Task #2526
closed
Application crashes after trying to put large data into face
Added by susmit shannigrahi almost 10 years ago.
Updated about 9 years ago.
Description
I have an application that puts a large data object (1GB or more) into a NFD face. I have set the MAX_NDN_PACKET_SIZE to 2GB. The application can put around 800MB of data into NFD. Any larger, and it crashes with the following error:
terminate called after throwing an instance of 'ndn::Transport::Error'
what(): error while connecting to the forwarder
Attached the gdb log of the application and the NFD log.
Application Trace
#0 0x00007ffff524e877 in raise () from /lib64/libc.so.6
#1 0x00007ffff524ff68 in abort () from /lib64/libc.so.6
#2 0x00007ffff5b54dd5 in gnu_cxx::verbose_terminate_handler() () from /lib64/libstdc++.so.6
#3 0x00007ffff5b52d46 in ?? () from /lib64/libstdc++.so.6
#4 0x00007ffff5b52d73 in std::terminate() () from /lib64/libstdc++.so.6
#5 0x00007ffff5b52fe9 in __cxa_rethrow () from /lib64/libstdc++.so.6
#6 0x000000000045f64a in ndn::Face::processEvents (this=this@entry=0x7fffffffde20, timeout=..., keepThread=keepThread@entry=false) at ../src/face.cpp:445
#7 0x0000000000453247 in ndn::Producer::run (this=this@entry=0x7fffffffdd90) at ../tools/ndnputbigchunk.cpp:109
#8 0x000000000044a465 in ndn::main (argc=, argv=) at ../tools/ndnputbigchunk.cpp:137
#9 0x00007ffff523ad65 in __libc_start_main () from /lib64/libc.so.6
#10 0x0000000000451ea1 in _start ()
Files
- Project changed from NFD to ndn-cxx
- Target version set to Unsupported
I can only think about memory exhaustion
Please attach application code.
Remember that your application shouldn't send Data without first receiving an Interest.
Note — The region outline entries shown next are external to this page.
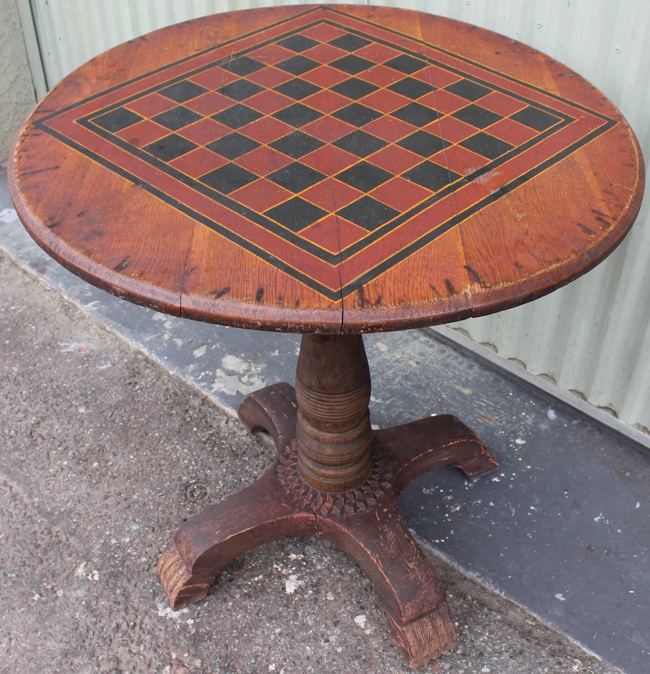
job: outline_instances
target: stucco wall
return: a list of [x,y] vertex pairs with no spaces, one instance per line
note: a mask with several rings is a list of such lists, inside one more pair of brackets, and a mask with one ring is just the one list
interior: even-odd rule
[[34,103],[15,0],[0,0],[0,164]]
As announced, NFD will not accept unsolicited Data.
I plotted the memory with 0.01 sec sampling, the machine is not running out, it has 128GB RAM.
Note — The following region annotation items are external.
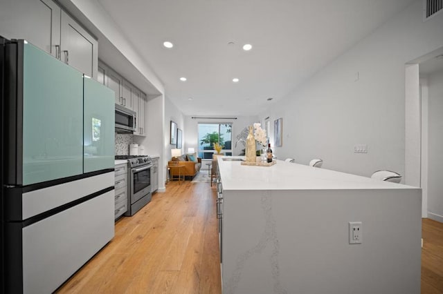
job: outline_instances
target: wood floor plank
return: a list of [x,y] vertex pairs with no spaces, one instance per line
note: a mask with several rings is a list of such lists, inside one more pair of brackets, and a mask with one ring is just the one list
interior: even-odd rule
[[422,221],[422,294],[443,294],[443,224]]
[[[215,186],[170,182],[60,293],[221,293]],[[422,221],[422,293],[443,294],[443,224]]]

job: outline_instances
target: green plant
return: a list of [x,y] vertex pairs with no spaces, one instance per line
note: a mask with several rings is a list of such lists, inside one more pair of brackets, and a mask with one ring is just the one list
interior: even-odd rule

Please attach application code.
http://redmine.named-data.net/attachments/download/191/ndnputbigchunk.cpp
Remember that your application shouldn't send Data without first receiving an Interest.
As announced, NFD will not accept unsolicited Data.
Ok. But why crash at 800MB? Should NFD not reject whenever it receives any unsolicited data?
This app is sending unsolicited Data into NFD.
When doing so, the Face is not yet connected.
The correct behavior should be: NFD drops those Data; app shouldn't crash.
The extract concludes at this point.